A premier institution dedicated to advancing academic freedom is reportedly working to limit free speech on college campuses.
In February 2024, the American Association of University Professors (AAUP), which sets professional standards in higher education, launched the Center for the Defense of Academic Freedom (CDAF). The center, according to its mission statement, is "committed to preserving and expanding conditions that make it possible to work, teach, learn, create, and share knowledge in ways that promote the common good."
But new revelations from City Journal indicate that the CDAF is not living up to its name; instead, its membership has taken a rather narrow view of what knowledge and which methods "promote the common good"—especially at civics centers designed to bring viewpoint diversity to campus.
"If we're thinking about a five-year research agenda," CDAF director and Trinity College professor Isaac Kamola said in a March 2025 meeting unveiled through City Journal's public records request, "I think unmasking, naming and shaming, and just increasing the political costs and decreasing the legitimacy of these centers is going to be really important."
What could lead a group, nominally dedicated to defending academic freedom, to attack centers of classical and Enlightenment thought? Power and politics, of course.
In that March meeting, Barrett Taylor, a CDAF fellow and professor of higher education at the University of North Texas, said that the establishment of civics centers "undercuts our ability to make" process arguments. If the centers began to assert their own institutional autonomy, Taylor said, then some critic might wonder, "Why do you want your faculty to be in charge of the curriculum but not theirs?"
With no principled answer to give, the CDAF appears ready to torpedo the reputation of these centers—in the name of academic freedom.

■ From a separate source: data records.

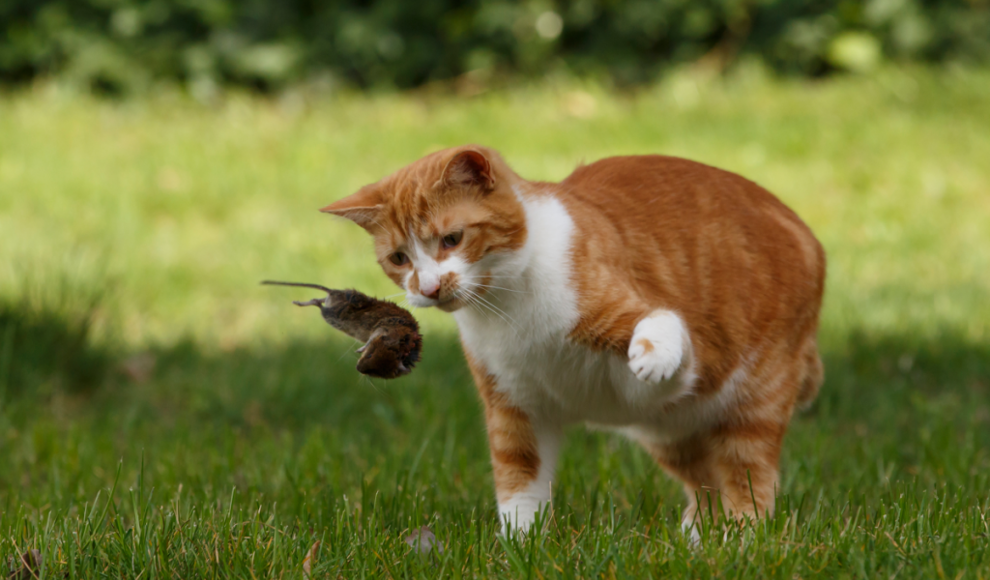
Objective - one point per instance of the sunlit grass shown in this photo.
(169, 213)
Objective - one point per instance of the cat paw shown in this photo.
(657, 347)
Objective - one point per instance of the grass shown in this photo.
(220, 432)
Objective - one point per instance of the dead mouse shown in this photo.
(390, 334)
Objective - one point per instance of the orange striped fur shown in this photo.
(668, 300)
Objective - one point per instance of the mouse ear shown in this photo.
(361, 207)
(469, 167)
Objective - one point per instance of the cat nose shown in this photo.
(431, 290)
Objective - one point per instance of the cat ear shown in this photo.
(469, 167)
(361, 207)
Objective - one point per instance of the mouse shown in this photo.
(392, 342)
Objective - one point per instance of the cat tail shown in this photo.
(814, 375)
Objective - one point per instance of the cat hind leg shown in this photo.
(660, 346)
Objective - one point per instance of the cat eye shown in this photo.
(399, 259)
(452, 239)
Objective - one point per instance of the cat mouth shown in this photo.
(449, 304)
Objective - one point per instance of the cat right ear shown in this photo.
(361, 207)
(470, 167)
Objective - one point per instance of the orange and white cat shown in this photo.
(666, 299)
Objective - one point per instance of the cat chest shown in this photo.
(547, 375)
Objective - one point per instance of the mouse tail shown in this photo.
(299, 284)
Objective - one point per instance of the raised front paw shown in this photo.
(656, 351)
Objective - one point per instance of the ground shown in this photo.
(204, 427)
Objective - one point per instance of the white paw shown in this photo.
(519, 514)
(656, 351)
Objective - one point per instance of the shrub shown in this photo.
(116, 45)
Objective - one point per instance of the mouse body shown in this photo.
(392, 342)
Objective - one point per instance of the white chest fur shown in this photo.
(523, 339)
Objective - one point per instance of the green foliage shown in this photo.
(118, 45)
(47, 343)
(252, 437)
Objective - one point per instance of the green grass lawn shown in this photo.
(135, 232)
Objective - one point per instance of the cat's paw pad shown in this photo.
(657, 349)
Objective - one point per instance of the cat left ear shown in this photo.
(361, 207)
(470, 167)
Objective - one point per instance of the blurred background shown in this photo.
(159, 158)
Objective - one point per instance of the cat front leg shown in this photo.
(523, 493)
(523, 453)
(660, 346)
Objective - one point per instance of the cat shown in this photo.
(659, 297)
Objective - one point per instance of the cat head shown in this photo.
(446, 227)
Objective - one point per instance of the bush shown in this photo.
(117, 45)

Still, the legitimacy of civics centers—which are often created or backed by right-leaning state legislatures or conservative donors—may deserve questioning. When partisan politicians engage in the direct management of public institutions of higher education, bias and censorship are often the result.

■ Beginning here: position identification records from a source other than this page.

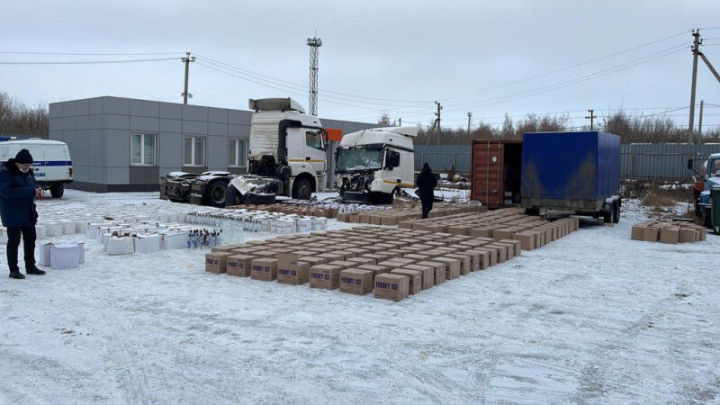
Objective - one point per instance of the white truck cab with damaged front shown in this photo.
(373, 164)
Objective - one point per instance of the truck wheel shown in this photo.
(609, 216)
(232, 197)
(260, 198)
(616, 213)
(216, 194)
(57, 190)
(302, 189)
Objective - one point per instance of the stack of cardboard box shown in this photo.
(508, 223)
(403, 212)
(668, 232)
(391, 262)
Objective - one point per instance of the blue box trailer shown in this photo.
(576, 172)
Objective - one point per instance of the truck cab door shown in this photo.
(315, 149)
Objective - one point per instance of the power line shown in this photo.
(87, 62)
(572, 66)
(87, 53)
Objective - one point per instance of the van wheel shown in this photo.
(216, 193)
(57, 190)
(616, 210)
(232, 197)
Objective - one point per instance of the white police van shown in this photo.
(51, 162)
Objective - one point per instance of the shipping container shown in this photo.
(496, 171)
(571, 171)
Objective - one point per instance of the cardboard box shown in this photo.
(313, 260)
(390, 286)
(651, 234)
(264, 269)
(465, 262)
(452, 271)
(670, 234)
(517, 250)
(374, 268)
(500, 251)
(439, 269)
(688, 235)
(428, 274)
(414, 279)
(356, 281)
(216, 262)
(343, 264)
(239, 265)
(483, 258)
(296, 273)
(326, 276)
(527, 240)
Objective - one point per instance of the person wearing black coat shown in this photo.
(426, 183)
(18, 191)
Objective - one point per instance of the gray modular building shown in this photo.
(123, 144)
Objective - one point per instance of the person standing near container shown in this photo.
(426, 183)
(18, 191)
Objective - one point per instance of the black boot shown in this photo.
(34, 270)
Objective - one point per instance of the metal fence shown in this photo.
(661, 161)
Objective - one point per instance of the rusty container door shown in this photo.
(487, 173)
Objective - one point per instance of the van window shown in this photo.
(55, 152)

But it doesn't look like the CDAF is conducting an honest audit of the centers' efficacy. Instead, it has recognized them as a threat to higher education's progressive status quo—a status quo whose protection seems to be the CDAF's true priority.

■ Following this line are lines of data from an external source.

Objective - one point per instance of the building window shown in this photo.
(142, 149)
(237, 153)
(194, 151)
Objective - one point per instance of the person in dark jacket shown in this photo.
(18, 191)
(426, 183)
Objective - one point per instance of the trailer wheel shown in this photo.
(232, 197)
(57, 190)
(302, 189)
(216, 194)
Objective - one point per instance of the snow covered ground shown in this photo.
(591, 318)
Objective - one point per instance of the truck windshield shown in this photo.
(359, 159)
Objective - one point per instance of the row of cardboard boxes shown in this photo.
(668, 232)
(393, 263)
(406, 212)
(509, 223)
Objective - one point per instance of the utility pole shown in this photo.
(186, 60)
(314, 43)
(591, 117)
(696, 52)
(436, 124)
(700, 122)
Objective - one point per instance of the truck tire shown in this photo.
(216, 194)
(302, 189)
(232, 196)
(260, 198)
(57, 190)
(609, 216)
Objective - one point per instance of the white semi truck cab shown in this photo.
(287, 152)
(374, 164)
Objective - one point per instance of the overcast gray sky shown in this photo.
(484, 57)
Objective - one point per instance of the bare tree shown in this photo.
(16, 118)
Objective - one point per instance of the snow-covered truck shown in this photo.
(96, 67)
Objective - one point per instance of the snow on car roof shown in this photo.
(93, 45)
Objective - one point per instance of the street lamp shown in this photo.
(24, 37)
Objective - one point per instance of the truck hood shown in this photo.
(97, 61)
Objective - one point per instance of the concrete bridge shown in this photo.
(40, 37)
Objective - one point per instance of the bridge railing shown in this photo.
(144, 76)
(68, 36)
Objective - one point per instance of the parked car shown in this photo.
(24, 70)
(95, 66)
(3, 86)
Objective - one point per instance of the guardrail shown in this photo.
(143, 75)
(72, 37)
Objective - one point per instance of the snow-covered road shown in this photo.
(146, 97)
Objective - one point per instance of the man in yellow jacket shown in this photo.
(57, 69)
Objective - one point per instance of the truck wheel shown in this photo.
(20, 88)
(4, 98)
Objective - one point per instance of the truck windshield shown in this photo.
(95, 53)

In the same meeting, Eli Meyerhoff, a CDAF fellow and a visiting scholar at Duke University, outlined his vision for the AAUP over the next five years. He saw the organization "becoming more like a union," where "the holder of academic freedom is more like a worker and less like a professional." Under this system, limits on academic freedom would be determined by "strong, democratically run unions" consisting of students, faculty, and staff at individual universities.
The AAUP did not respond to Reason's request for comment on whether the CDAF members' statements were representative of its present or future approach to safeguarding academic freedom. But, given higher education's lack of political diversity, decisions made by "strong, democratically run unions" could only ever be expected to punish conservative academics.
Indeed, in an October 2024 meeting, CDAF fellow John Warner (a writer on faculty at the College of Charleston) called the suspension of controversial University of Pennsylvania law professor Amy Wax "an example of the process of academic freedom." Free speech groups, including the Foundation for Individual Rights and Expression, criticized the university for "ignor[ing] the difference between protected expression and punishable misconduct," and said that Wax's case "is academic freedom's canary in the coal mine."
The warning seems to have been well-founded. The CDAF—backed by such an influential organization as the AAUP—has devoted itself to defending a liberal orthodoxy which, in the name of community-sanctioned "process," has expelled dissidents and disciplined infidels with abandon. True academic freedom is in need of more principled defenders.